PORTLAND, Ore. (KOIN) – A fisherman in Oregon earned six figures for removing thousands of problematic fish from the state’s rivers this summer, officials confirmed. The angler—taking part in the 2023 Northern Pikeminnow Sport-Reward Program—caught 10,755 northern pikeminnows during the five-month season.
All told, he earned $107,800, according to data released by the Pacific States Marine Fisheries Commission (PSMFC). That’s the second-highest earned in program history; the top prize was $119,341 in 2016, as reported by Field & Stream.
The northern pikeminnow, although native to the Pacific Northwest, eats millions of young salmon and steelhead per year, the Oregon Department of Fish and Wildlife estimates. Reducing pikeminnows helps the salmon and steelhead populations reach the ocean, officials say.
The program reportedly also “mitigates” the effect on the salmon and steelhead populations caused by hydroelectric power systems operated by the Bonneville Power Administration, which funds the rewards, according to the Oregon Department of Fish and Wildlife.
During the 2023 season, which ran from May 1 through September 30, fishers were encouraged to catch northern pikeminnow of a certain size from the Columbia and Snake rivers to turn in. They got $6 per fish for the first 25, then $8 apiece for fish Nos. 26 through 200. Any fish above the 200 tally were worth $10.

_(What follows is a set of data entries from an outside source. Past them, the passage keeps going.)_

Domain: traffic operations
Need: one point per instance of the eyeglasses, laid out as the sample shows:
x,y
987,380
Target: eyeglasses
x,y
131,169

Some specific fish were even worth between $200 and $500 apiece if it were determined that they had ingested passive integrated transponder tags that researchers had previously implanted in the juvenile salmon population, the PSMFC explained.
Officials with the Oregon Department of Fish and Wildlife consider the program a success, estimating that around 5.3 million northern pikeminnow have been removed from the Columbia and Snake rivers since the program started in 1990. Next year’s Northern Pikeminnow Sport-Reward Program is scheduled to run from May 1 through September 30.
Aside from the biggest earner, the second- and third-place anglers in the 2023 program earned $99,110 and $62,530, respectively. Washington and Idaho also operate similar programs.